But then, I think that's unfortunately what we do with God. I'll confess a tendency to create God in my own image, to keep God in a box of my own making. This way, God is more convenient.

Even the church does that. Our denomination, like many others, is caught in the tension between groups that have opposing views on everything from the ordination of homosexuals to what our policies toward Israel and Palestine should be. And guess what? Everybody in the argument believes they speak for God.

How often am I—how often are all of us—like the Sadducees, guilty of trying to contain the God of the Universe in beliefs that suit us and our purposes best? How much of our lives do we spend domesticating God, rather than looking for signs of the One makes all things new?

I've heard the axiom that if something isn't growing, it is dying. If we are too entrenched in our beliefs to allow for change or growth, perhaps we have a faith that is dead. And our God is God not of the dead, but of the living.

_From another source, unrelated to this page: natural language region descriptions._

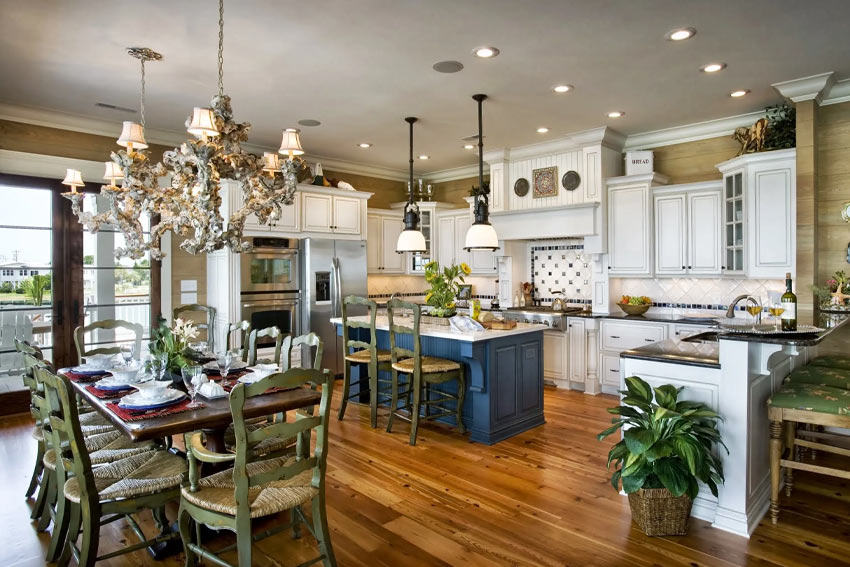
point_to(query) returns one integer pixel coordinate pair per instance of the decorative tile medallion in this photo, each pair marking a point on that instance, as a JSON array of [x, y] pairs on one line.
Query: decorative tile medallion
[[545, 182]]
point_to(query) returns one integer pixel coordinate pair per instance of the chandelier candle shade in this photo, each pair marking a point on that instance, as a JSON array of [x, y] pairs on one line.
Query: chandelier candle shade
[[481, 235], [411, 238], [192, 206]]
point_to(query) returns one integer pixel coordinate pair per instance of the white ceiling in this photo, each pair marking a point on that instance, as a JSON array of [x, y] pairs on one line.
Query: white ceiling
[[361, 66]]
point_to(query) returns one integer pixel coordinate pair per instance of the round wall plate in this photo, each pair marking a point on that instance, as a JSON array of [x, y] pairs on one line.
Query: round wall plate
[[521, 187], [571, 180]]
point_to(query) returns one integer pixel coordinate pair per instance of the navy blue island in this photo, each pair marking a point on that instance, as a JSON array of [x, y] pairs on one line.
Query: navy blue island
[[504, 373]]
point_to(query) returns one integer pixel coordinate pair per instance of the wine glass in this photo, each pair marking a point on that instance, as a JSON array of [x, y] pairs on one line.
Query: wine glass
[[190, 378], [127, 352], [224, 359]]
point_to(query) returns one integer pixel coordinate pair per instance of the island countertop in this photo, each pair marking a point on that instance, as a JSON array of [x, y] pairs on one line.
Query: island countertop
[[382, 323]]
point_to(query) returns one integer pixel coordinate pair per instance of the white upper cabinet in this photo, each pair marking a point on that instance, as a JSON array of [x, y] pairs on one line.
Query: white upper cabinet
[[630, 218], [687, 229], [759, 214]]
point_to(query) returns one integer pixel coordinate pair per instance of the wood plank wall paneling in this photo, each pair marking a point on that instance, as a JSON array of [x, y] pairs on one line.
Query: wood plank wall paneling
[[385, 191], [690, 162]]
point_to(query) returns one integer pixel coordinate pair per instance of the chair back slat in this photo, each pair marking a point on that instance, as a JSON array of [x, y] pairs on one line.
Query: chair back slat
[[246, 440], [106, 325], [209, 326]]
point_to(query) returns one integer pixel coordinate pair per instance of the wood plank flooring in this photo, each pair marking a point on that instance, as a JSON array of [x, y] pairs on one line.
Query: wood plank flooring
[[541, 498]]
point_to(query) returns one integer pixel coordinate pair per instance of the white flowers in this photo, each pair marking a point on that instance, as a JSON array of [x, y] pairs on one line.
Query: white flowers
[[185, 331]]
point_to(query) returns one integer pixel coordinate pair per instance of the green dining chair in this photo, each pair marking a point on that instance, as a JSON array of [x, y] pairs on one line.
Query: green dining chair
[[363, 354], [93, 495], [107, 325], [255, 488], [208, 326], [422, 373]]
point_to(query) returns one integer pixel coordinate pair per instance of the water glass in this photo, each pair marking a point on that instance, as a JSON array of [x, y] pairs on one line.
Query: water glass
[[190, 375]]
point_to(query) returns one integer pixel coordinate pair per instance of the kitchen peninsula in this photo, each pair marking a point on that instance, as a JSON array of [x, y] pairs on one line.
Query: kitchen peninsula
[[504, 373]]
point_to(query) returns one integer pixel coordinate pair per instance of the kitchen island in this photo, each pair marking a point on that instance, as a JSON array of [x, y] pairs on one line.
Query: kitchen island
[[734, 374], [504, 373]]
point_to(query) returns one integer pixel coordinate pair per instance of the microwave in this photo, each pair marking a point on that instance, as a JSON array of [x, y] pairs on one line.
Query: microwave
[[270, 266]]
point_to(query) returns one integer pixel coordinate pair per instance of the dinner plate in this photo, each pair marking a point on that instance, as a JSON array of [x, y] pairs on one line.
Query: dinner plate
[[135, 401]]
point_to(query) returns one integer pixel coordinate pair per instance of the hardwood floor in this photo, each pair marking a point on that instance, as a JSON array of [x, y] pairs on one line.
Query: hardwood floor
[[541, 498]]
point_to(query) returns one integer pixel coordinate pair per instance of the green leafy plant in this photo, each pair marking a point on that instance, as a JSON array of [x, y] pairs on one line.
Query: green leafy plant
[[445, 286], [666, 443]]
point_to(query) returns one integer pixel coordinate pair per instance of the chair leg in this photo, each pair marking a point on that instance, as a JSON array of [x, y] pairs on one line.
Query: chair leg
[[790, 432], [346, 386], [414, 409], [243, 541], [323, 534], [184, 521], [775, 470], [71, 538], [37, 470]]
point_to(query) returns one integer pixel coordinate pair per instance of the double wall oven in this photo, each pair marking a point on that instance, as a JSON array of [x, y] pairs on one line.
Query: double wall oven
[[270, 295]]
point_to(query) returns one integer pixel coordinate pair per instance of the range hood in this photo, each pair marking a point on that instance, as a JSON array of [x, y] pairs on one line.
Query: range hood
[[568, 221]]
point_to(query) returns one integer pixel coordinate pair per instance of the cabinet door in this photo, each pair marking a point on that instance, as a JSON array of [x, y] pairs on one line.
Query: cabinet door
[[704, 233], [446, 238], [391, 261], [555, 355], [629, 222], [578, 352], [374, 244], [670, 234], [346, 215], [316, 213]]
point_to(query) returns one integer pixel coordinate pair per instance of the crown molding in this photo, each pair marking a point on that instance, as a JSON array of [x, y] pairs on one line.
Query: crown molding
[[807, 88]]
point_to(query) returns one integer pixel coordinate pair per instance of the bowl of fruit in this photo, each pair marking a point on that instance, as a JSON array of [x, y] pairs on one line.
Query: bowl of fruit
[[635, 304]]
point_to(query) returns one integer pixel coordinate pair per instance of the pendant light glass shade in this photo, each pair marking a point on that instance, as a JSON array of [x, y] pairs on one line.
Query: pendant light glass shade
[[291, 143], [133, 135], [203, 123]]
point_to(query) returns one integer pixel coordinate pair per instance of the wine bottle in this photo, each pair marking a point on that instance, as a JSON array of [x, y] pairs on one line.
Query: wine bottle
[[789, 303]]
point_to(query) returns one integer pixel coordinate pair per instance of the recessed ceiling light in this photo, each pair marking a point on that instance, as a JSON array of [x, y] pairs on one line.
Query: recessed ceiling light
[[485, 52], [448, 66], [680, 34], [713, 67]]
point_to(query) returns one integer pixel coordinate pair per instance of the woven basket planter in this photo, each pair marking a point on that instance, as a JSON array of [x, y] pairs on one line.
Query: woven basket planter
[[657, 512]]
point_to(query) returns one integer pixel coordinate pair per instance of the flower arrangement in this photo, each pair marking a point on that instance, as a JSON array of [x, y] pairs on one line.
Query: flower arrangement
[[173, 342], [445, 286]]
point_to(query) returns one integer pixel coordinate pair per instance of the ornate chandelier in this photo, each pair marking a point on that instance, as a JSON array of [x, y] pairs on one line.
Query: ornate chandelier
[[191, 206]]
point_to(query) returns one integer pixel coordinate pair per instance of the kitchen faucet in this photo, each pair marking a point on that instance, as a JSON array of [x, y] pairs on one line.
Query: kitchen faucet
[[730, 313]]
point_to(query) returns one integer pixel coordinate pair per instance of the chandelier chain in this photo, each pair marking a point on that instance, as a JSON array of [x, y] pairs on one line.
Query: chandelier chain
[[220, 47]]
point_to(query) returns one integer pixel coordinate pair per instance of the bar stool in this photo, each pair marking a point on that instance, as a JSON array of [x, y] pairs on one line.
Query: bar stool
[[369, 355], [422, 372]]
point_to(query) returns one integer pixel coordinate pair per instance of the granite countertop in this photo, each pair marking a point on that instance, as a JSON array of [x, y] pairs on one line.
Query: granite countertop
[[678, 352], [382, 323]]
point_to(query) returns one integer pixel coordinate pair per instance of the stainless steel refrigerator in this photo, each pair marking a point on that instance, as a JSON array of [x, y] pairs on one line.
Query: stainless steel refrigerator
[[331, 270]]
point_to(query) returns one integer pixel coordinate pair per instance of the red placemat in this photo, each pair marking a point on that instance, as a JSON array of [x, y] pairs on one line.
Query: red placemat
[[138, 415], [107, 394]]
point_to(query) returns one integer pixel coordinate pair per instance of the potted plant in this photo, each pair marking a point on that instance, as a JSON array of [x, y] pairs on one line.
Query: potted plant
[[445, 287], [665, 452]]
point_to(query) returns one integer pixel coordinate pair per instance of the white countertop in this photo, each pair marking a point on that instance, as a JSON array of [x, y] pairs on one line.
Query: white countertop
[[382, 323]]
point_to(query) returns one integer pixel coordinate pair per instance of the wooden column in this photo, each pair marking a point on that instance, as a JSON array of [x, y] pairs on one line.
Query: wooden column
[[807, 206]]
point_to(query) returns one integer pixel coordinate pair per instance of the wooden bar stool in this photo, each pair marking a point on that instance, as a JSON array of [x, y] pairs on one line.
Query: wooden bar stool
[[422, 372], [369, 355]]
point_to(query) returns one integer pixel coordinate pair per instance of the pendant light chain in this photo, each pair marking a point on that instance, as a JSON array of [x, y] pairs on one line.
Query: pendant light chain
[[220, 47]]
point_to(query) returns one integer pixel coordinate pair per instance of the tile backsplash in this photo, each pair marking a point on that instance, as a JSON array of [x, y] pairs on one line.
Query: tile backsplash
[[561, 265]]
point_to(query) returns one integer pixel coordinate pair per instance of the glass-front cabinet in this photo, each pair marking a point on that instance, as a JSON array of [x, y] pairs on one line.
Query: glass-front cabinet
[[733, 217]]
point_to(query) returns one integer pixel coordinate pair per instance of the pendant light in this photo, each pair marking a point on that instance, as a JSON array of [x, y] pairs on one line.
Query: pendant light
[[411, 238], [481, 235]]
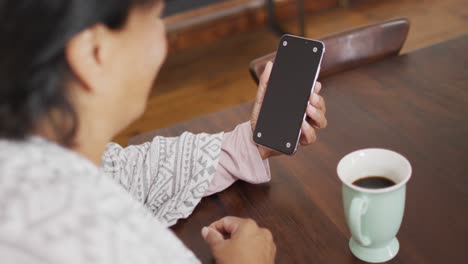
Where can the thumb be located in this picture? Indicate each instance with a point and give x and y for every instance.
(266, 75)
(212, 236)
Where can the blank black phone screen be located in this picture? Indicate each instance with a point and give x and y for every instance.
(289, 88)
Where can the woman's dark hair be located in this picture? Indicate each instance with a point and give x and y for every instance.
(33, 67)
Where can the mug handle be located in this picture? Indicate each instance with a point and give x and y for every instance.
(357, 210)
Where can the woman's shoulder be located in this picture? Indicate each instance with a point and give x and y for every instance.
(56, 207)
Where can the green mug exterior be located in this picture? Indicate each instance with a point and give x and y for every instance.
(374, 216)
(374, 220)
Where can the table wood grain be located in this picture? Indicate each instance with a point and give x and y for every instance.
(415, 104)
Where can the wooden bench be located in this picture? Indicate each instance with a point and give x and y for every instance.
(192, 24)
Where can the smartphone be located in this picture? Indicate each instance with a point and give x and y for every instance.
(291, 83)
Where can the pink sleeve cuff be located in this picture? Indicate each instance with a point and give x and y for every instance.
(239, 160)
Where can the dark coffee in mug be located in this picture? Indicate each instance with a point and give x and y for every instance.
(374, 182)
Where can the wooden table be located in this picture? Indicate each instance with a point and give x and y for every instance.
(415, 104)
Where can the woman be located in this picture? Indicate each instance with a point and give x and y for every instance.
(73, 74)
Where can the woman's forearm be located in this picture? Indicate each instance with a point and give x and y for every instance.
(239, 160)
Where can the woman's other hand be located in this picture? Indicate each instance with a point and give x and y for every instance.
(237, 240)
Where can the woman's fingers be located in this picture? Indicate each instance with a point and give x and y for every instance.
(317, 116)
(318, 101)
(309, 134)
(318, 87)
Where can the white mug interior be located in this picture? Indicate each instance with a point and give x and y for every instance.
(374, 162)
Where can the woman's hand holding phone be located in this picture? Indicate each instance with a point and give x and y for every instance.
(315, 120)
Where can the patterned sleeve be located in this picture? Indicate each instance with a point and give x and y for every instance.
(168, 175)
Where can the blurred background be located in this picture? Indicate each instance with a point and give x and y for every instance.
(212, 43)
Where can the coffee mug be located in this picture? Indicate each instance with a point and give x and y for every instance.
(374, 215)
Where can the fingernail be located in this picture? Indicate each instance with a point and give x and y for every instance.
(315, 99)
(312, 109)
(205, 231)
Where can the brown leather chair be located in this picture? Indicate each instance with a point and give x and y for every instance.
(352, 48)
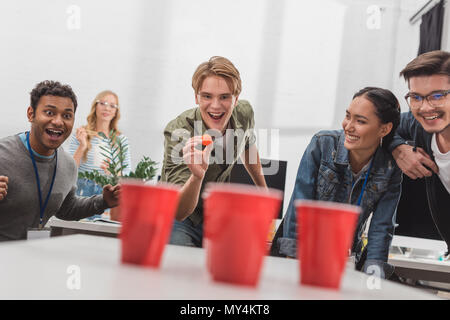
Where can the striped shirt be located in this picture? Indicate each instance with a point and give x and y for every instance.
(94, 156)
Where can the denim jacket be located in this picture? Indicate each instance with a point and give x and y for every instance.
(325, 174)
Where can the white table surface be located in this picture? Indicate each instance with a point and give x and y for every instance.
(418, 243)
(38, 269)
(97, 226)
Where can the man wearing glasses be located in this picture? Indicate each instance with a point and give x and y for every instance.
(428, 125)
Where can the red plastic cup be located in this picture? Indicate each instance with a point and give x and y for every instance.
(147, 214)
(237, 220)
(324, 232)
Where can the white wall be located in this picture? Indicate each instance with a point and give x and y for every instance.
(300, 61)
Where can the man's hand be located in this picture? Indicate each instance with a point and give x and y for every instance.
(3, 187)
(413, 163)
(111, 195)
(196, 159)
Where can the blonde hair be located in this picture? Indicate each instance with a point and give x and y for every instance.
(218, 66)
(92, 119)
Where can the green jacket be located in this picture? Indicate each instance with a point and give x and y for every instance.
(189, 124)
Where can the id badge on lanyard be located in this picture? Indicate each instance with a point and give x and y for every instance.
(33, 232)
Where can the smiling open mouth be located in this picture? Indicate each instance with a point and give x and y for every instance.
(54, 132)
(216, 116)
(351, 137)
(431, 117)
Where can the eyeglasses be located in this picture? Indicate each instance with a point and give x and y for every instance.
(435, 99)
(106, 104)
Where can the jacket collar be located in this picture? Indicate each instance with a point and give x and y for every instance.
(341, 157)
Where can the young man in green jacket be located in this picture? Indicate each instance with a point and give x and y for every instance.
(230, 121)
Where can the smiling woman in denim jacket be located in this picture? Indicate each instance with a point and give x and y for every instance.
(335, 166)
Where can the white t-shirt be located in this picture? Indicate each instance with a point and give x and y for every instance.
(443, 163)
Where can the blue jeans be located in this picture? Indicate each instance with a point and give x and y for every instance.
(87, 188)
(184, 233)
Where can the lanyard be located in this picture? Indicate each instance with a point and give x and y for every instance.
(36, 173)
(364, 185)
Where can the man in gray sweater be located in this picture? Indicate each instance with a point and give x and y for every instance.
(37, 178)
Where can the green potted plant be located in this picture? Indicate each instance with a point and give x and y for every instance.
(115, 155)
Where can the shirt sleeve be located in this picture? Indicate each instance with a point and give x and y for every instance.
(76, 208)
(174, 169)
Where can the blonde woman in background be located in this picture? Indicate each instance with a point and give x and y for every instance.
(85, 144)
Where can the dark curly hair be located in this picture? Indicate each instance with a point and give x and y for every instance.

How sad it would be if you and I, like the Sadducees, missed out on an encounter with the Living God because we were too busy defending and protecting a notion about God.

This story points to that danger, and reminds us that God is beyond our understanding, God transcends the concerns that occupy us in this life, God does things we simply cannot imagine.

God cannot be contained by any political party, any political platform, any theological concept, any particular ideology.

God is bigger than anything the human mind can come up with.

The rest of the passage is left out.